Tuesday, May 06, 2003
At some point in your busy schedule make a note to read the important material posted this week on the Daily Howler regarding past and current press spinning of the Bush military record. Bob Somerby’s site is a must read for anyone appalled by the Bush costume sea drama and the press glorification of it.
God of the Sea
Iraq Museum Collection
According to reports from the VOA and the BBC, Attorney General John Ashcroft has contradicted General Tommy Franks (see April 28, 2003 post) by telling an Interpol conference in Lyon, France that; “criminal gangs were likely behind the looting of historical treasures during the war in Iraq…Regardless of how sophisticated these criminals are... the US law enforcement and our colleagues at Interpol will not rest until the stolen Iraqi artifacts are returned to their rightful place: the public museums and libraries of Iraq,"
The New York Times says, “a top British Museum official said yesterday that his Iraqi counterparts told him they had largely emptied display cases at the National Museum in Baghdad months before the start of the Iraq war, storing many of the museum's most precious artifacts in secure "repositories"…The official, John E. Curtis, curator of the Near East Collection at the British Museum, said he believed that American authorities now knew the locations of the artifact repositories but that as a precaution against further looting were not disclosing them.”
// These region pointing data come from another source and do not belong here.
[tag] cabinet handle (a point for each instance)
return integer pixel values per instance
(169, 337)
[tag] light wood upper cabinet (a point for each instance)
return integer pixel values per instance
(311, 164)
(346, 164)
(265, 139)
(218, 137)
TheArtNewpaper.com has several interesting articles related to the Iraq Museum including the initial results of this past weekend’s Middle Eastern Art and Manuscript auction at Sotheby’s of London:
Fears that the market for Islamic art had been fatally weakened by the 11 September terrorist attacks and the Iraqi war were thoroughly trounced here on 29 and 30 April...two vastly rich Middle-Eastern buyers- Sheikh Saud al-Thani of Qatar and Sheikh Nasser of Kuwait- dominate this market...compete fiercely for the best pieces and have forced some to quite astonishing heights.
Sheikh al-Thani was assumed to be the anonymous telephone bidder who paid £1.12 million ($1.79 million) for an exquisite 13th-century Persian pencase, and £901,250 for a Hispano-Mauresque gilt-bronze fountainhead in the form of a cockerel...For many of the lots there were three, four or even more bidders, both on the telephone and in the room, prepared to go to high levels.